Species richness is widely used as an endpoint in measurements of polluted
ecosystems. It is also a component of measures of species diversity (Levin et al.,
1984). When determined by making direct counts of species numbers in a sample,
it provides a simple, practical, objective measure of community structure. It can
also be used to compare species diversity between communities, when the
relationships of species importance are similar (Peet, 1974).
A problem in the measurement of species richness is its inherent dependence
on sample size. A series of simple richness indices have been developed that
assume a consistent relationship between species numbers and sample size.
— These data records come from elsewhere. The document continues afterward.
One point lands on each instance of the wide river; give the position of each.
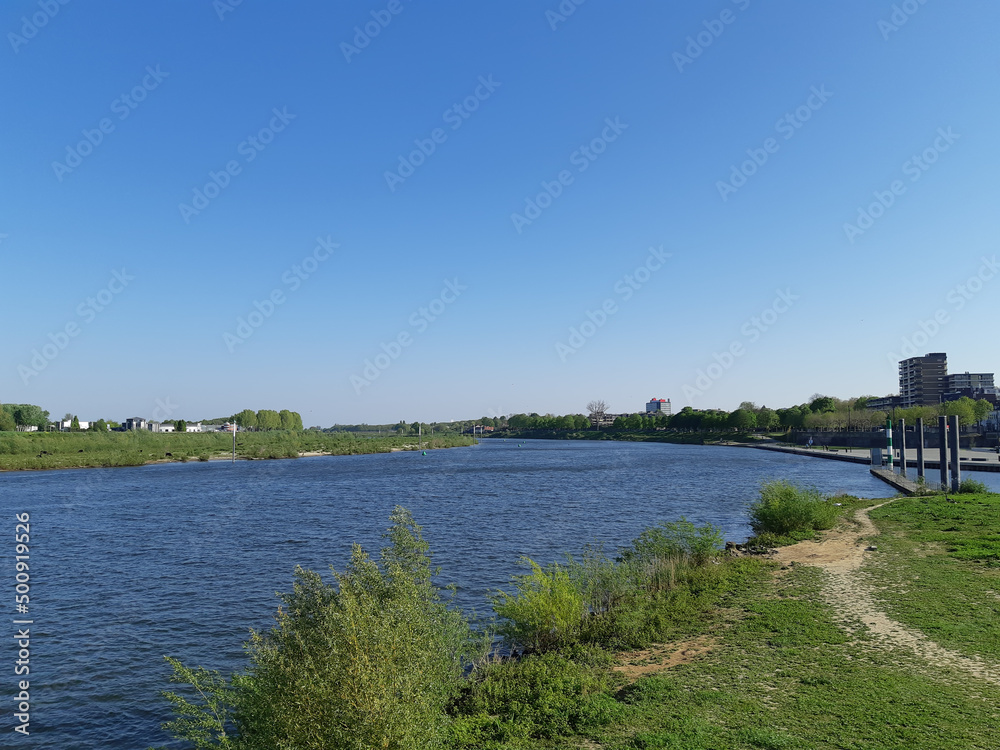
(128, 565)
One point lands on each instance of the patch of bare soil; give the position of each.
(841, 553)
(661, 656)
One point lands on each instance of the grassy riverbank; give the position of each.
(668, 644)
(65, 450)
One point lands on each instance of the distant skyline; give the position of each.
(374, 211)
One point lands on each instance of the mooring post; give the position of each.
(920, 446)
(888, 440)
(956, 459)
(943, 442)
(902, 447)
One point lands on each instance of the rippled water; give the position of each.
(182, 559)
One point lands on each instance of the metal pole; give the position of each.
(943, 438)
(956, 460)
(888, 439)
(920, 446)
(902, 447)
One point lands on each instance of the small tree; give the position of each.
(597, 408)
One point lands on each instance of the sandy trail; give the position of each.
(841, 553)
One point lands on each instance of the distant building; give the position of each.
(974, 385)
(922, 380)
(886, 403)
(658, 406)
(65, 425)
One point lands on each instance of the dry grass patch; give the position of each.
(662, 656)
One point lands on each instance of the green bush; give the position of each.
(541, 696)
(784, 508)
(973, 487)
(547, 611)
(370, 661)
(676, 540)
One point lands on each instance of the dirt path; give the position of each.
(841, 553)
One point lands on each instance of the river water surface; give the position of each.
(128, 565)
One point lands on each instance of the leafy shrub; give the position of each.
(676, 539)
(784, 508)
(370, 661)
(547, 611)
(973, 486)
(541, 696)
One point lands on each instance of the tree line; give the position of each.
(820, 413)
(21, 416)
(268, 419)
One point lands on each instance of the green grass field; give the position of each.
(777, 669)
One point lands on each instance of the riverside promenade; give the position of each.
(969, 460)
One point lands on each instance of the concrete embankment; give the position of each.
(969, 462)
(900, 483)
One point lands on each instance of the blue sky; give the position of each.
(457, 215)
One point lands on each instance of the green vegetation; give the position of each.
(938, 568)
(63, 450)
(23, 415)
(787, 512)
(369, 661)
(374, 660)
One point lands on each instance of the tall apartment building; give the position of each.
(923, 380)
(658, 406)
(975, 381)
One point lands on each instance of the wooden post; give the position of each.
(902, 447)
(956, 460)
(943, 437)
(920, 446)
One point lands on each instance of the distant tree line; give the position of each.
(820, 413)
(22, 416)
(267, 419)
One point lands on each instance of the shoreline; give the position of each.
(212, 459)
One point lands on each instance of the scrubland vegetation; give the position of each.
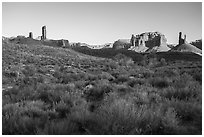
(50, 90)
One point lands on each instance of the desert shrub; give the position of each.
(123, 60)
(16, 94)
(63, 109)
(159, 82)
(122, 117)
(28, 70)
(182, 81)
(190, 92)
(59, 127)
(121, 79)
(23, 119)
(190, 115)
(123, 89)
(48, 95)
(106, 75)
(133, 82)
(198, 77)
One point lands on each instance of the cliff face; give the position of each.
(121, 44)
(148, 42)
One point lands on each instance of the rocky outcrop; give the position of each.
(30, 35)
(149, 42)
(121, 44)
(184, 46)
(43, 37)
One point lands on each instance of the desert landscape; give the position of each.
(137, 86)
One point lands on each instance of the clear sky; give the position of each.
(99, 23)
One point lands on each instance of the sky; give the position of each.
(102, 22)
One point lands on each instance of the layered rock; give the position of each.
(184, 46)
(121, 44)
(149, 42)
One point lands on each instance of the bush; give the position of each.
(159, 82)
(122, 117)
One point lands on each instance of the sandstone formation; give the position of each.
(184, 46)
(43, 37)
(121, 44)
(149, 42)
(30, 35)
If this
assumption is not satisfied, these richness indices will be biased in an unknown
manner. One such index, developed by Margalef (1951, cited in Peet, 1974), is
described by the logarithmic relationship: Rj = (S-l)/Log N, where S is the
number of species and N is the number of individuals in a sample.
Another well-known example of a richness index that assumes a known
relationship between species numbers and sample size is Preston's analysis.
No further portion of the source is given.